Oracle Tips and Techs: March 2023

I was asked a question a few days ago whether DMLs will be failed over to surviving instance if one of the instance in a Oracle RAC is crashed.

I took sometime to get a proper answer to this question as I was not sure how DMLs were handled in RAC. All I know until that time was "Select" queries will be failed over to another instance. This mechanism is called Transparent Application Failover or TAF which is in Oracle from a long time since Oracle Parallel Server (OPS) introduced in Oracle 8i.

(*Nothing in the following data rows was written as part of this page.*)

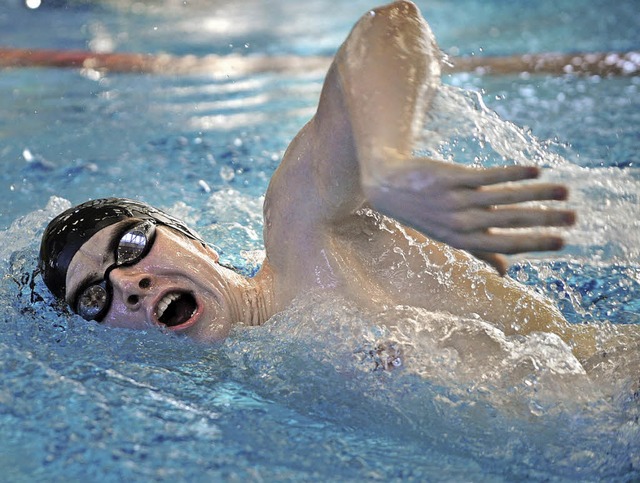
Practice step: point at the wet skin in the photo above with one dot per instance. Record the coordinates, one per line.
(351, 163)
(175, 265)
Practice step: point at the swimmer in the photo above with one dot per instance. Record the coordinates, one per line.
(348, 204)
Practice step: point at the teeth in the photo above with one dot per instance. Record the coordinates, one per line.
(164, 303)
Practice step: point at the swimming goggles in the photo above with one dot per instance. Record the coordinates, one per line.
(94, 300)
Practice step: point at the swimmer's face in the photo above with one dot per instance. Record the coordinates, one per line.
(176, 284)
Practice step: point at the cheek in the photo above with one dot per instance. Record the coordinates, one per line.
(118, 316)
(214, 324)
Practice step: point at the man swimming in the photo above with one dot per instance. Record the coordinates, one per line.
(348, 204)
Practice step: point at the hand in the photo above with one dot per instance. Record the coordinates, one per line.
(460, 206)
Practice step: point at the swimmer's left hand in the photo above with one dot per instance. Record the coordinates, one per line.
(461, 206)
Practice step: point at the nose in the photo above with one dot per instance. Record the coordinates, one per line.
(131, 285)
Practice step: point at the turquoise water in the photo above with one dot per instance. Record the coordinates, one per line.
(298, 399)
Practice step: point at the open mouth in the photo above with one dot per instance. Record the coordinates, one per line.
(176, 308)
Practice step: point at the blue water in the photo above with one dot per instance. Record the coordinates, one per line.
(298, 399)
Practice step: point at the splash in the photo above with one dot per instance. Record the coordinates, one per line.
(460, 128)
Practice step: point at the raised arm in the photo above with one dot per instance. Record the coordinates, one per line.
(389, 69)
(358, 149)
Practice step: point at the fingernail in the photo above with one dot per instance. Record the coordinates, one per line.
(532, 172)
(569, 218)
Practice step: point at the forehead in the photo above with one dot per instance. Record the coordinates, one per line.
(93, 257)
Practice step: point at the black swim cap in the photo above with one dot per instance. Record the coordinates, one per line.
(68, 231)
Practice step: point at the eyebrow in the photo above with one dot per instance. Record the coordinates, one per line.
(92, 279)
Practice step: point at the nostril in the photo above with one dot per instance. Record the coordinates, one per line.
(132, 299)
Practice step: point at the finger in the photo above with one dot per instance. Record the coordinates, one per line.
(508, 244)
(517, 194)
(496, 261)
(477, 220)
(474, 178)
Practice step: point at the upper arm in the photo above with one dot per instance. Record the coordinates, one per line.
(375, 94)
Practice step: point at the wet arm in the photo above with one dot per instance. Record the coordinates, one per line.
(389, 70)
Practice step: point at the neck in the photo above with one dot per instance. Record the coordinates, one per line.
(253, 304)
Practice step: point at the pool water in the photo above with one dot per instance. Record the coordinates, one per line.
(299, 399)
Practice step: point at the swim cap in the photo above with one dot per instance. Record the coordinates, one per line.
(68, 231)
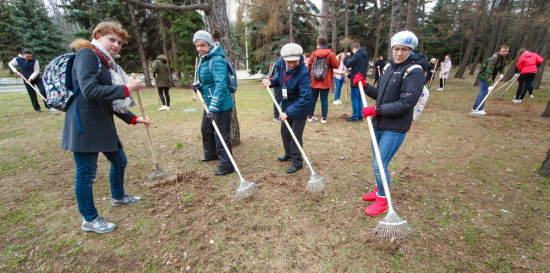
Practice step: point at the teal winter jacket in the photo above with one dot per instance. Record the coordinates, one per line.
(213, 85)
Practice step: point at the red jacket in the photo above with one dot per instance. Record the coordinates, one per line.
(332, 62)
(528, 61)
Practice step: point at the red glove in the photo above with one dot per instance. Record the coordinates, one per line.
(369, 111)
(359, 78)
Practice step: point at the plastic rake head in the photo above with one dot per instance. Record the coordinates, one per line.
(246, 189)
(150, 181)
(393, 227)
(315, 183)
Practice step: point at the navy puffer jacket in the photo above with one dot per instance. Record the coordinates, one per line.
(298, 85)
(396, 97)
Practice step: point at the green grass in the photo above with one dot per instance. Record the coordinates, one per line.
(453, 196)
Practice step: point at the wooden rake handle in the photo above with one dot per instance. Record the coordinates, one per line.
(376, 150)
(146, 127)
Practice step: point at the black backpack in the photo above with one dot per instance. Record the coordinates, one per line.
(319, 68)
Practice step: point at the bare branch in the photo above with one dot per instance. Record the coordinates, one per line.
(207, 7)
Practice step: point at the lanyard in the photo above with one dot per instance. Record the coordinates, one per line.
(285, 79)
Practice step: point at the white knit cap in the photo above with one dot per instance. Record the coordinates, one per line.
(292, 52)
(203, 36)
(404, 38)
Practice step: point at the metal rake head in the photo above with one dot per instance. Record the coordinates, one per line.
(315, 183)
(246, 189)
(150, 181)
(393, 227)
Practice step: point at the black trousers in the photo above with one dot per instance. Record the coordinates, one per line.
(278, 93)
(524, 81)
(32, 93)
(288, 142)
(213, 148)
(164, 91)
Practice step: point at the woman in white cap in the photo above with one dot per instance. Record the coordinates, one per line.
(213, 86)
(396, 96)
(293, 77)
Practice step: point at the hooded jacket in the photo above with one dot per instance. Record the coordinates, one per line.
(160, 67)
(528, 61)
(213, 85)
(332, 62)
(94, 105)
(491, 68)
(357, 63)
(396, 97)
(298, 85)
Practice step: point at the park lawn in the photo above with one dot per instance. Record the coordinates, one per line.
(469, 185)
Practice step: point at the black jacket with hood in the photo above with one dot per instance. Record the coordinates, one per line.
(396, 97)
(357, 63)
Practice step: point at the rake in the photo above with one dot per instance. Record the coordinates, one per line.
(484, 99)
(347, 91)
(158, 171)
(433, 74)
(392, 227)
(316, 183)
(511, 83)
(246, 189)
(195, 79)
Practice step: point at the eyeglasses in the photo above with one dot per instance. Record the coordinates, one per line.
(403, 50)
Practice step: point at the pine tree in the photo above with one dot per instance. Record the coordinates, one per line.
(36, 30)
(8, 40)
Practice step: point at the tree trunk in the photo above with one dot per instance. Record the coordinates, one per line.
(471, 42)
(346, 26)
(334, 26)
(545, 167)
(163, 31)
(410, 15)
(422, 36)
(140, 46)
(325, 10)
(175, 55)
(291, 32)
(395, 24)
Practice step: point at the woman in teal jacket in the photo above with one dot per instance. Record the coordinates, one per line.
(213, 86)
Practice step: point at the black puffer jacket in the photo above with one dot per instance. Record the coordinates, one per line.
(395, 96)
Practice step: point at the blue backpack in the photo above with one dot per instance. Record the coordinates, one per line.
(231, 74)
(58, 81)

Transparent Application Failover

When an instance fails, TAF creates a new session on the surviving node or when the SELECT mode is configured, the sessions are replayed on the surviving node. For example, let us assume we are querying a table with a million records and when the query is in midway and node fails, the session will be created on the other surviving node to the state where the query is started and the SELECT is replayed in the other node to provide output to the end user/application. This new session creation on the other node is transparent to the end user/application.

FAN and ONS

Fast Application Notification (FAN) is a critical component in all of the High Availability solutions where continuous service and continuous connections built into RAC are extended to applications and application servers. When a state of database service changes such as down or unresponsive, the new status is posted to interested subscribers via FAN events. More on FAN can be found here

Oracle Notification Services (ONS) is installed as part of installation of Oracle Grid Infrastructure or Oracle dataguard installation. ONS is responsible for propagating FAN events to all other ONS daemons it is registered with. There is one ONS daemon started per cluster node. ONS facilitates FAN and also the load balancing feature of Oracle RAC for workload management.

Session Failover without TAF

Let's see an example of a session's behavior when we connect via the default service. This service is basic service created to connect to the database.

My TNS entry is as below

orabliss =
(DESCRIPTION =
(ADDRESS = (PROTOCOL = TCP)(HOST = ol819-scan)(PORT = 1521))
(CONNECT_DATA =
(SERVER = DEDICATED)
(SERVICE_NAME = orabliss.selvapc.com)
)
)

I have created a table TEST_TABLE under DUMMY user in the database so I'll perform the full table select and simulate the crash by turning off the node where the session is connected.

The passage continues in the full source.